The problem, however, is that the two sides do not seem prepared to agree on anything, which was why they were back at their default position – the blame game – in the last few days. How many more times do we have to hear about the Greek Cypriots ignoring the facts on the ground and Turkish Cypriots being intransigent? Many more, we are afraid, because, as we all know, both sides have acquired an expertise in failed negotiations.

Source: Cyprus Mail

6 replies »

  1. Regarding the Re-unification of Cyprus, I personally think that it will never happen, and seeing how the North is doing and the mess the the South are in, I think the North are better off on their own. If the North get their own water from Turkey and could find Gas or Oil, they wouldn’t need anyone else. Good Luck to the North. Richard Chamberlain

  2. UKRAINE has placed the Cyprus problem on the back burner again. The Russian support in the ROC bailout has given them an extra devious strength to resurrect old issues which may have been previously seen as convergence, is now divergence. The Energy emergence is more of an obstacle to settlement as others have commented.
    Perhaps Mr Anastasiades might wish to remind himself about the 1960 constitution and Makarios demand in 1963 for majority rule and the resulting outcome. A democracy must be seen to have trusted value for all members of society. What is wrong with a rotating presidency? It could achieve a trust and eliminate the feeling that The Greek administration has no desire to dominate but only Govern and ensure that there is no area where any member of the society are disadvantaged. What is wrong with a federal solution with free trade, travel and agreed areas of sensible common administrative and economic policy.
    It is most regrettable at this state that the negotiators appear to be taking retrograde steps. It proves that outside professional negotiators would be of benefit to demand of each side their individual objections to proposals by the other side and/or describe in detail the benefits of those submitted for consideration.
    My view is that nothing will emerge without a realisation of the true cause of this problem in the first place and an admission by both sides of the wrong doings. The past cannot be forgotten but the future depends on the elimination of prejudice and mistrust.
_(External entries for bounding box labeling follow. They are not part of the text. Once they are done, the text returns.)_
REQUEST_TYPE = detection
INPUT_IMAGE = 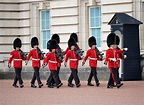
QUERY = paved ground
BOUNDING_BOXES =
[0,80,144,105]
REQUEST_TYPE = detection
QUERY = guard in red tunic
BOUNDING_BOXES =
[46,34,63,87]
[64,38,81,87]
[106,33,123,88]
[111,36,127,87]
[26,37,43,88]
[8,38,26,88]
[82,36,102,86]
[43,40,63,88]
[64,33,84,59]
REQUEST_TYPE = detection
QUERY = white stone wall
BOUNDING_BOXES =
[0,0,144,66]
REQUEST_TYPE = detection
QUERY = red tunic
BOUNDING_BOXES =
[65,50,80,69]
[27,49,42,67]
[8,50,26,68]
[84,49,100,67]
[56,48,61,67]
[43,52,58,70]
[106,48,123,68]
[64,47,70,55]
[117,49,124,68]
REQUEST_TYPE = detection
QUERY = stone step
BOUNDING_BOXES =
[0,67,144,81]
[0,67,109,80]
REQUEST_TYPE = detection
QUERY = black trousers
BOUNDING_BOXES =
[108,68,120,86]
[47,67,60,86]
[13,68,23,85]
[111,68,121,85]
[68,68,80,85]
[88,67,99,83]
[31,67,42,84]
[47,70,61,86]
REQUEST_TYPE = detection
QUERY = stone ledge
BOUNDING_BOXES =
[0,67,109,80]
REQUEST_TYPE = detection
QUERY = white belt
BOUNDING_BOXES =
[49,60,57,63]
[117,58,121,60]
[70,59,77,61]
[89,58,97,60]
[14,59,22,61]
[32,58,40,61]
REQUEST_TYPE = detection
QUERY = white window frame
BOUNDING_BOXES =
[89,6,102,50]
[40,10,51,52]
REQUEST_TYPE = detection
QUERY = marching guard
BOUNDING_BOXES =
[26,37,44,88]
[64,38,81,88]
[46,34,63,88]
[106,33,124,88]
[82,36,102,87]
[42,40,63,88]
[8,38,26,88]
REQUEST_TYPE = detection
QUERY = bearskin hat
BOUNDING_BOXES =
[51,34,60,44]
[116,35,120,45]
[47,40,51,49]
[13,38,22,49]
[68,37,76,48]
[107,33,116,47]
[88,36,97,47]
[49,40,57,51]
[31,37,39,48]
[70,33,78,42]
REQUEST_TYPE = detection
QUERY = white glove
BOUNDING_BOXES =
[111,58,116,62]
[123,48,128,51]
[124,55,127,59]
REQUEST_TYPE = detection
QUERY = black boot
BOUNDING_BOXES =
[107,85,113,89]
[57,83,63,88]
[20,85,24,88]
[68,83,74,87]
[76,83,81,88]
[39,83,43,88]
[31,84,37,88]
[12,84,18,88]
[87,82,94,86]
[96,82,100,87]
[117,83,123,88]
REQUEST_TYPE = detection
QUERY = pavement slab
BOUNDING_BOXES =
[0,80,144,105]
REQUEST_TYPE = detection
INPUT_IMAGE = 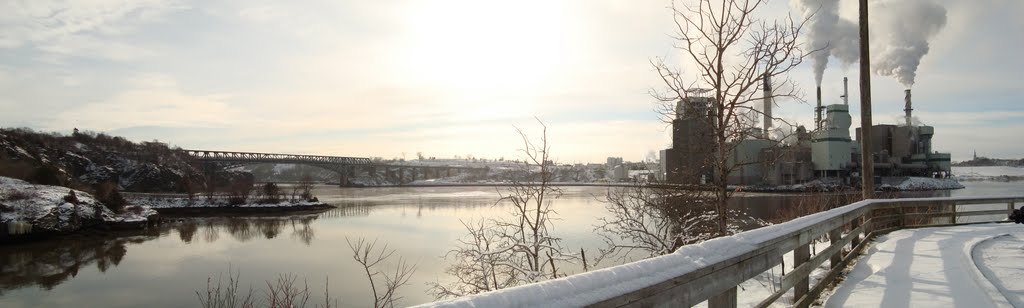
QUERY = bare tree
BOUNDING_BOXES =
[431,119,580,298]
[594,177,766,262]
[428,216,518,299]
[651,0,810,235]
[345,237,416,308]
[292,173,313,201]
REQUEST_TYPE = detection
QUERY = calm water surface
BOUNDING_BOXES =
[0,182,1024,307]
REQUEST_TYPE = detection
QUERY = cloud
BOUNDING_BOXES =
[0,0,184,60]
[51,75,242,131]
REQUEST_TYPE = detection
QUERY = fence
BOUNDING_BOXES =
[417,196,1024,307]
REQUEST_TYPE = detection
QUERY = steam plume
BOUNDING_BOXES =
[871,0,946,88]
[797,0,946,88]
[800,0,859,86]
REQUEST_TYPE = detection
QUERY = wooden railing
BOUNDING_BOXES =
[417,196,1024,307]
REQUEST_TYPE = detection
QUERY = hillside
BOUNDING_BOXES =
[0,129,232,192]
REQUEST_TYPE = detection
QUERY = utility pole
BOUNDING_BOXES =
[859,0,874,199]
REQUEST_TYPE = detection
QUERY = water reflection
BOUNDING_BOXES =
[0,182,1024,308]
[164,213,321,246]
[0,230,159,295]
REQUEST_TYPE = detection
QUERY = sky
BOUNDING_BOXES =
[0,0,1024,163]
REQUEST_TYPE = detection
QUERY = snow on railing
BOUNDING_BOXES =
[421,196,1024,307]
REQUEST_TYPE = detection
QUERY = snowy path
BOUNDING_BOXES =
[825,223,1024,307]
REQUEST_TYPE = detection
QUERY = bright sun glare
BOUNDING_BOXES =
[407,0,571,116]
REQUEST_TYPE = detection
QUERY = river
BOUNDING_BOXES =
[0,181,1024,307]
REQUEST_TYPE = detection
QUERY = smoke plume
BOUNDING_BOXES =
[799,0,860,86]
[797,0,946,88]
[870,0,946,88]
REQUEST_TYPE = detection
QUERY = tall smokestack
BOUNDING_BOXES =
[814,86,821,129]
[764,75,772,139]
[903,89,913,126]
[843,77,850,105]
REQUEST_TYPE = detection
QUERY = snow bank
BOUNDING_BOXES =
[411,197,871,307]
[880,177,964,190]
[420,196,1024,307]
[952,166,1024,180]
[0,177,157,233]
[824,223,1024,307]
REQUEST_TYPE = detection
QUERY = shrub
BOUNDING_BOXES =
[65,189,79,205]
[30,165,68,186]
[3,187,33,201]
[96,181,128,213]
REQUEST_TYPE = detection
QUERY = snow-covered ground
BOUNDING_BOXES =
[823,223,1024,307]
[952,166,1024,180]
[0,177,157,233]
[881,177,964,190]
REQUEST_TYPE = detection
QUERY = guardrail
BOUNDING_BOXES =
[417,196,1024,307]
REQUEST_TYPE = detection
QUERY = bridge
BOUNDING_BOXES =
[180,149,487,186]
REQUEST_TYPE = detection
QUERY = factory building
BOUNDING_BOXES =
[665,89,715,184]
[665,78,950,186]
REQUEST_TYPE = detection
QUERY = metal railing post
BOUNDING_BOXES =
[708,287,736,308]
[793,244,811,304]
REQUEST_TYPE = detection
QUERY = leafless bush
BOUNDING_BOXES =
[196,268,255,308]
[196,268,338,308]
[3,186,36,201]
[345,237,416,308]
[431,120,580,298]
[263,274,309,308]
[594,182,767,262]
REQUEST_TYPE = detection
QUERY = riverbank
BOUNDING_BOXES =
[130,196,336,216]
[0,177,160,243]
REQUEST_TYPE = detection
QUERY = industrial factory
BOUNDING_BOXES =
[662,78,950,186]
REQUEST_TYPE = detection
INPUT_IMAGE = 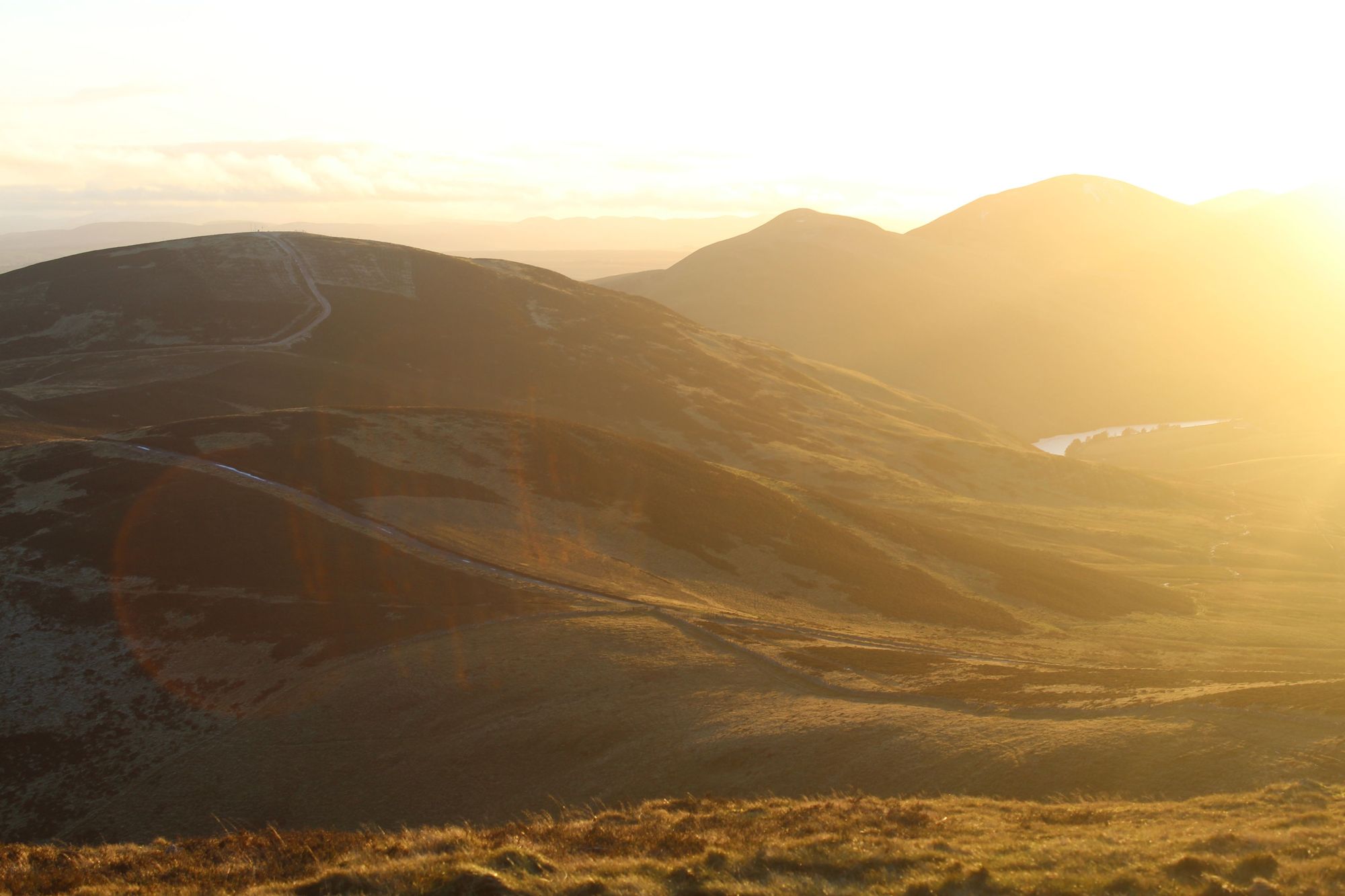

  3. I agree with both of the comments above. Unification of the island is completely out, with the givens of today, and I do not believe it will be achieved in the next 100 years . Peace is another matter ! As a person born and bred in Cyprus I do not ever remember a peaceful time and I am 62 years of age. There was always tension and trouble between the two communities, even between 1960-1963. It is most unfortunate that the Greek and Turkish nationalism and ideas from respective motherlands have dictated the current situation . The Cypriot Greeks wanted ENOSIS and give up the Cyprus Republic’s freedom and sovereignty to Greece, Turkish Cypriots in response and opposition to this wanted TAKSIM (which means sharing by the way). Therein lies the problem. Everyone including Cypriots blames each other and wants more power or land or whatever from each other but not prepared to give. Whereas , take the givens and make the best of it . At least there has been no lives lost since 1974 unnecessarily in violence and fighting. Cyprus is supposedly the island of love ! Lets move on, try live peacefully get on with each other and love each other in Cyprus, Mr. Presidents, I say.